After much interaction -- both handholding and headbanging -- with the civil engineers responsible for the the Fremont Bridge, Seattle bicycle advocates have scored a victory, achieving significantly better bicycle accommodation on the bridge approaches than was planned a year ago. I've been personally doggedly determined on this one, and have closely observed, photographed, and thought through the bicycle, pedestrian, and car interactions on and around the bridge. I even took a day trip to Portland to photograph good bikeable bridges, and many good ideas from there have made it into the Fremont bridge. All of which homework was very helpful in making all the little cases and points that come up in a discussion of a complex multimodal environment.
At the outset, the engineers were bike-naive and even bike-hostile. (As a rule, traffic engineers don't speak bike; car is their native and only tongue.) But as a result of advocates' emails to the director and mayor, organized by multiple bike groups and sent by scores of dedicated bike advocates, we were able to pry open a dialogue. Then, by engaging in hours of discussion, comment, criticism (objective, constructive criticism, of the product, not of people), over the months, we were able to gain, bit by bit, a better bridge. By no means what bicyclists would have designed, but within the context of the flatly stated limitations of the project, way better than the less-than-mediocre status quo.

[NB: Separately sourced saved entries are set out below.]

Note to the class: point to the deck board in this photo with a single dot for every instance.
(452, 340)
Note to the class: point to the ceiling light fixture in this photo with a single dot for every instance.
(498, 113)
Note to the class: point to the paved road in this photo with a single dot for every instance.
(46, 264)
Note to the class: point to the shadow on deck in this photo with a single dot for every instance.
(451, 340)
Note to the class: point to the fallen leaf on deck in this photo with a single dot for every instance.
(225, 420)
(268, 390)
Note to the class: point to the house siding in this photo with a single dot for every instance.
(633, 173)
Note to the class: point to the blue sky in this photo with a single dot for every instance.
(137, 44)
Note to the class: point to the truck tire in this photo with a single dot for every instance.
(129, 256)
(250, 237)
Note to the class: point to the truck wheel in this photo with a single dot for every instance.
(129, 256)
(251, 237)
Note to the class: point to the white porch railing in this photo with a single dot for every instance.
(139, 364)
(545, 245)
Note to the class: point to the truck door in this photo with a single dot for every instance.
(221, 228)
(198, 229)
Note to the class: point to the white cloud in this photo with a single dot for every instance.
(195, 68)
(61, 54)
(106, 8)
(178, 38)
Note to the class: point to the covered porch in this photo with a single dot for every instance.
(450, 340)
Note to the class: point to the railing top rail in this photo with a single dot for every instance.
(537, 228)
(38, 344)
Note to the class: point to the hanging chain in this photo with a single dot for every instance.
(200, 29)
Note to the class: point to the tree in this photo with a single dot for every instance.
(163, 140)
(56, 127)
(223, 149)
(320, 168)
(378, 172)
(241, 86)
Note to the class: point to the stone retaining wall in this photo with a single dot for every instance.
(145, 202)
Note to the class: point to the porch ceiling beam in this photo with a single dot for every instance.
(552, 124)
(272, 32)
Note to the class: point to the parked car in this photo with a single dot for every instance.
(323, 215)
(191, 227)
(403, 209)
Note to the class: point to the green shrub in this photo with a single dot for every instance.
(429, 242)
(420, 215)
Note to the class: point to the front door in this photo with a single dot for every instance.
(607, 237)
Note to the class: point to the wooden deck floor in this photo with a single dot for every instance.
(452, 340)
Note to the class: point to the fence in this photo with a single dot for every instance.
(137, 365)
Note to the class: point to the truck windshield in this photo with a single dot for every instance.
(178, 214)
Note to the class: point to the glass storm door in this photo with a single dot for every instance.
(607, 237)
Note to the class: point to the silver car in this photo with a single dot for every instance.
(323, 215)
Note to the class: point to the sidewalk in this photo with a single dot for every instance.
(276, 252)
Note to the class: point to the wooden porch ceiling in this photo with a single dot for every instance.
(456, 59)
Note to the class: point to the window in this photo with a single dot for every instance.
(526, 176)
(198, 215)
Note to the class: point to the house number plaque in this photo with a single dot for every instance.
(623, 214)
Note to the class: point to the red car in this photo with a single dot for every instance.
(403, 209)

Several learning points: Traffic engineers can be stunningly uninformed, but after a number of months of close-in intervention, they and their product can improve. (They are, after all, civil servants, and they are rational, if a bit obdurate, human beings.) Traffic/street design is surprisingly unrigorous -- it's amazingly hunch-based and open to trial and error. Considering what's at stake -- safety, health, community, differential allocation of public space to different users -- decisions are made in a rather stultified way. But the good thing about such a non-process process is that it can be influenced, in spite of itself.